Elizabeth Blaney is co–executive director for Union de Vecinos, a tenants-rights group based in Boyle Heights. She says Build Better L.A. will create very little affordable housing, and doesn't give priority to tenants whose buildings are torn down to make way for new construction.

“Those tenants who are there, they need to have the right to come back,” she says. “Otherwise, they're just being displaced.” And, she adds, “It still allows for the demolition of rent-control housing.”

But most of Build Better L.A.'s opponents come from the other side of the ideological spectrum — developers, business groups and urbanists who favor a more freewheeling densification.

“The initiative states, as its goal, to create affordable housing,” says Stuart Waldman, president of the Valley Industry and Commerce Association. “In reality, it's a handout for unionized labor. It will mean increased labor costs, which will mean higher housing costs. Which adds to the problem.”

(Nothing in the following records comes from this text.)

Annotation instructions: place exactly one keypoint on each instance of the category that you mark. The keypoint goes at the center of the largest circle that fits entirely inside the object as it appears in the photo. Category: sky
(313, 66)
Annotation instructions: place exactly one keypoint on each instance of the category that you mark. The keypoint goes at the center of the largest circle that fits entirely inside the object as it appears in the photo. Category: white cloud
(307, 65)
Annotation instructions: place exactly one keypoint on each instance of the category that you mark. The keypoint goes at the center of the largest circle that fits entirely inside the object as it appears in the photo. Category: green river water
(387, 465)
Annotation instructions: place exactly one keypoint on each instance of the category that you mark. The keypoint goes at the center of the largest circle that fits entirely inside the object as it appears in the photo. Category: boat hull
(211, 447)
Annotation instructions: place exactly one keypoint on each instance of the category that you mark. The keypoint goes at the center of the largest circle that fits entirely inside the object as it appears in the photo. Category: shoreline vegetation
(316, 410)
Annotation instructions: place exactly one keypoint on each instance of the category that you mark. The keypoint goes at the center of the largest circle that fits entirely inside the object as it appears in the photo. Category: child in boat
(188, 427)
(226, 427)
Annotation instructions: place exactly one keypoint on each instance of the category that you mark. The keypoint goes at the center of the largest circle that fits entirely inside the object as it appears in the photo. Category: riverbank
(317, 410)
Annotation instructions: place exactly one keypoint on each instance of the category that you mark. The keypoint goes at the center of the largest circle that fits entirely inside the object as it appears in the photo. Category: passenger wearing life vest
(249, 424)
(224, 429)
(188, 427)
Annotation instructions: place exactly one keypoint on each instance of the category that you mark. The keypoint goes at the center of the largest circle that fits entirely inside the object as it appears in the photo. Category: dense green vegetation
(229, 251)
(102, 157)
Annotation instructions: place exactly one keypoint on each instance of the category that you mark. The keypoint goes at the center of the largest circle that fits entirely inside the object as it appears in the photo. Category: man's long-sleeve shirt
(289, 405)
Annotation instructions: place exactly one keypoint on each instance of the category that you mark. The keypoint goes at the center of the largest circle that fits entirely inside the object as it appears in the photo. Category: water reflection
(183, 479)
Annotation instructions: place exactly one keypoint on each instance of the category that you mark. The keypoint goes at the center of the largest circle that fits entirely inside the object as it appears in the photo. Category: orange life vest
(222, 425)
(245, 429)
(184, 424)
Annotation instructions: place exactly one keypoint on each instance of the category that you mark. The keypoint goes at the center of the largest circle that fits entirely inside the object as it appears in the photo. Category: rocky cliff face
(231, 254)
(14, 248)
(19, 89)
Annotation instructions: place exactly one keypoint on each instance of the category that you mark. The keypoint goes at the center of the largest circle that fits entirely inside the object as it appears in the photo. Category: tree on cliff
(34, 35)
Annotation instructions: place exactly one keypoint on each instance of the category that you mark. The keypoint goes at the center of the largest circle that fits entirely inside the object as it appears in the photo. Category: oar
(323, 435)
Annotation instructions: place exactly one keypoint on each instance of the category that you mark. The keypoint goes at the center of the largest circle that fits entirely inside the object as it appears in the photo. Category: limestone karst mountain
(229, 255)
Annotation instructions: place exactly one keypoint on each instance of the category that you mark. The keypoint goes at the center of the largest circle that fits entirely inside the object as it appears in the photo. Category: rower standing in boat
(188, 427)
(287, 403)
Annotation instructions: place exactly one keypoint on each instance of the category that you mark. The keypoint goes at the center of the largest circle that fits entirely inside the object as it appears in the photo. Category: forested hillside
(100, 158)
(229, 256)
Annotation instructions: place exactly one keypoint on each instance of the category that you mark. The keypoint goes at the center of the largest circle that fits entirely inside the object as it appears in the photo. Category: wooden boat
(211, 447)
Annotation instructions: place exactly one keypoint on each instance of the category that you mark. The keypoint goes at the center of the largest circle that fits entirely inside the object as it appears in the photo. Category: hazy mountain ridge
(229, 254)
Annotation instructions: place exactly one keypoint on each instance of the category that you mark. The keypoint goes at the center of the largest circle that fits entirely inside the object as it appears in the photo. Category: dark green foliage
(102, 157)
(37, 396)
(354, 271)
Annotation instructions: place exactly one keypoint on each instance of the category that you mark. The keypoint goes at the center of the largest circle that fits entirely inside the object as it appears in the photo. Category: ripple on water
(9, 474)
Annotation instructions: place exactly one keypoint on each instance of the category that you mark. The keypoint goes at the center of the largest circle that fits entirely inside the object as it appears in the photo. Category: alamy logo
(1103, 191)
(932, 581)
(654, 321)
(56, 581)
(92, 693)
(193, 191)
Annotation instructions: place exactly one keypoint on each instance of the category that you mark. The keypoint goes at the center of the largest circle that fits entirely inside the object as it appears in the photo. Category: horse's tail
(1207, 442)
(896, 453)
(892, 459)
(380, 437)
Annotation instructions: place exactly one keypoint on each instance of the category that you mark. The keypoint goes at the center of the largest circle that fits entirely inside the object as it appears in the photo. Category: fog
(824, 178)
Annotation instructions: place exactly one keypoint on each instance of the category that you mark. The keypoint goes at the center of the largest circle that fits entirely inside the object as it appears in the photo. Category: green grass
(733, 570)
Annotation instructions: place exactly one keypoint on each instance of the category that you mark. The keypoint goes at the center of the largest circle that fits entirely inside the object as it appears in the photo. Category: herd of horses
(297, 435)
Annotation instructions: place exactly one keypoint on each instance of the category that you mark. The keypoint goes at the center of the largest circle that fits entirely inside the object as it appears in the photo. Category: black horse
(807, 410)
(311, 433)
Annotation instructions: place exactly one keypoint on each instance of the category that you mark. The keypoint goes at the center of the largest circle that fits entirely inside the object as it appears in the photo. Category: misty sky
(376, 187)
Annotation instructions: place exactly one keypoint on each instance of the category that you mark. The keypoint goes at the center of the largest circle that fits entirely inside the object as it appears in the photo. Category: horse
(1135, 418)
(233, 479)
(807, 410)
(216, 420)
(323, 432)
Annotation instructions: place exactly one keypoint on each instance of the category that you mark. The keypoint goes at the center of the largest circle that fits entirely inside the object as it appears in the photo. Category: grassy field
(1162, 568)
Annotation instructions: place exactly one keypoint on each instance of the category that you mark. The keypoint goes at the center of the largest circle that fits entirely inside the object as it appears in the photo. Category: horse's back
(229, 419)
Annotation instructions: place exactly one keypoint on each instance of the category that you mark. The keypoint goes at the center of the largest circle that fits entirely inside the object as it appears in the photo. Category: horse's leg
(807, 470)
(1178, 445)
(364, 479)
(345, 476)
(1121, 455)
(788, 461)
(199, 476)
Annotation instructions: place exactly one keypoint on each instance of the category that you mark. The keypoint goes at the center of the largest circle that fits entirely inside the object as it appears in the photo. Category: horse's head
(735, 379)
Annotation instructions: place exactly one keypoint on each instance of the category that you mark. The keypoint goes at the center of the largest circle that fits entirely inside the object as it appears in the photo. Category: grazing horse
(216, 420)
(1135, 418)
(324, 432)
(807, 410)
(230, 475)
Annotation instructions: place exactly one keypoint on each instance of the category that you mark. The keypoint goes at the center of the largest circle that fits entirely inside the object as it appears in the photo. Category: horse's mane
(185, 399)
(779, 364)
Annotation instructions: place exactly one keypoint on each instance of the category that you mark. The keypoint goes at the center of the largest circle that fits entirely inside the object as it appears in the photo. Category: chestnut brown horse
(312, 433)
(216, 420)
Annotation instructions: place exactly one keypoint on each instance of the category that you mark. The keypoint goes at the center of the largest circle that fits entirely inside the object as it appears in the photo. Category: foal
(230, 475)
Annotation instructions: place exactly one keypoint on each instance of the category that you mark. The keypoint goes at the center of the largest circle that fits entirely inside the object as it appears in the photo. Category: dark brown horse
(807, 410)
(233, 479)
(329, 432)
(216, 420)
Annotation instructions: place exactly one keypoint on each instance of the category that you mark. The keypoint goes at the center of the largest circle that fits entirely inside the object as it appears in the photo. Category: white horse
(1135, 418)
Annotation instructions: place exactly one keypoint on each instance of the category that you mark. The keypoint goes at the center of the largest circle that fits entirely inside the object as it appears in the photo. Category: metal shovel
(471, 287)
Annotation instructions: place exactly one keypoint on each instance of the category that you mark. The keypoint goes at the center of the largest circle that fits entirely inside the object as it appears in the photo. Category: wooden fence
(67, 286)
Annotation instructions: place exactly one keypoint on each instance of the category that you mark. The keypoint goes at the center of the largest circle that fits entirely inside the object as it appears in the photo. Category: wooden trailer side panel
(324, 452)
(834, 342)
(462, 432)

It's unclear just how many future projects Build Better L.A. would affect. Large scale projects — the ones with hundreds of units, which take enormous cranes to build — already use union labor. Smaller projects of between 20 and 100 units, however, would likely see their costs increase (buildings with fewer than 10 units would be exempted from Proposition JJJ).

To this point, Hicks says: “I would probably disagree with the viewpoint that paying a qualified workforce to construct a project necessarily results in the project being more expensive and less affordable.”

But a study from the UC Berkeley Program on Housing and Policy, published in 2005, concluded that a prevailing-wage law (which is similar but not identical to Hicks' “area wage standard) would increase the costs of projects by 10 to 35 percent.

Even Greenlee says smaller projects would see their labor costs “significantly increase” if Proposition JJJ passes.

“I do think there's some reason for concern in that context,” Greenlee admits.

Developers say that California's panoply of building regulations and environmental laws — particularly the California Environmental Quality Act, which allows anyone to file a lawsuit against a development — serve to slow down individual developments for years. That means investors don't get their money back for years. Which means they demand an even greater return. Which incentivizes larger, more profitable projects — i.e., luxury towers, the very thing that the protest at the Medici was aimed at.

“We've demonized developers and made it so difficult to build, so that the only people who can develop are the developers we hate the most,” says Shane Phillips, an urban planner. “We scared away all the little guys. [Build Better L.A.] is one more step in that direction, and that bothers me.”

Correction: A previous version of this article conflated two parts of Proposition JJJ, and did not accurately describe some of its provisions.